12.2. Die Parteien verpflichten sich, vertrauliche Informationen nur insoweit zu verwenden, als dies für die Vertragserfüllung erforderlich ist. Die Parteien verpflichten sich, vertrauliche Informationen ohne vorherige schriftliche Zustimmung der anderen Partei nicht für andere als die im Vertrag vorgesehenen Zwecke zu verwenden und sie nicht an Dritte weiterzugeben, die nicht in Punkt 12.3 der Allgemeinen Verkaufsbedingungen genannt sind.

12.3. Die Parteien haben das Recht, vertrauliche Informationen an Leitungsorgane, Mitarbeiter, andere Personen, für die vertrauliche Informationen zur Vertragserfüllung erforderlich sind, sowie an Rechtsanwälte, Finanzberater, Wirtschaftsprüfungsgesellschaften, Kredit-, Haftpflicht- und andere Versicherungsdienstleistungen erbringende Unternehmen sowie an Unternehmen, die Bonitäts- und Solvenzprüfungsdienstleistungen erbringen, weiterzugeben.
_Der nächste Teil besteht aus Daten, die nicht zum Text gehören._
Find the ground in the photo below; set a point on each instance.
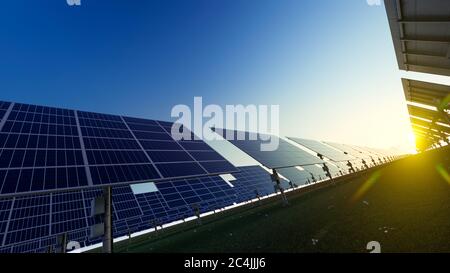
(405, 206)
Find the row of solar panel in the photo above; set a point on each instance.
(117, 150)
(30, 224)
(35, 221)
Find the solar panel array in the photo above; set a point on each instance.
(31, 224)
(296, 176)
(286, 154)
(323, 149)
(45, 149)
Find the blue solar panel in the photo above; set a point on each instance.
(323, 149)
(285, 155)
(44, 149)
(296, 176)
(57, 213)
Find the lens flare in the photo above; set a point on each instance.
(366, 186)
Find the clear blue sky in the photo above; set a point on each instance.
(330, 65)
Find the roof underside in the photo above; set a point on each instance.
(421, 34)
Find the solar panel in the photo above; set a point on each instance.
(323, 149)
(286, 155)
(296, 176)
(45, 149)
(317, 172)
(347, 149)
(36, 221)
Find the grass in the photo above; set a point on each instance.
(404, 205)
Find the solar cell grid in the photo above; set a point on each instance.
(285, 155)
(56, 149)
(295, 175)
(174, 201)
(323, 149)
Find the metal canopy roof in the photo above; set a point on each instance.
(423, 123)
(432, 94)
(426, 114)
(421, 34)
12.4. Jede der Parteien hat das Recht, vertrauliche Informationen offenzulegen, wenn dies durch die Rechtsvorschriften der Republik Litauen zwingend vorgeschrieben ist.

12.5. Die Parteien verpflichten sich, einander unverzüglich über Änderungen ihrer in den Besonderen Verkaufsbedingungen angegebenen rechtlichen Daten oder Kontaktdaten (Name, Sitzadresse, E-Mail, Telefon usw.) zu informieren.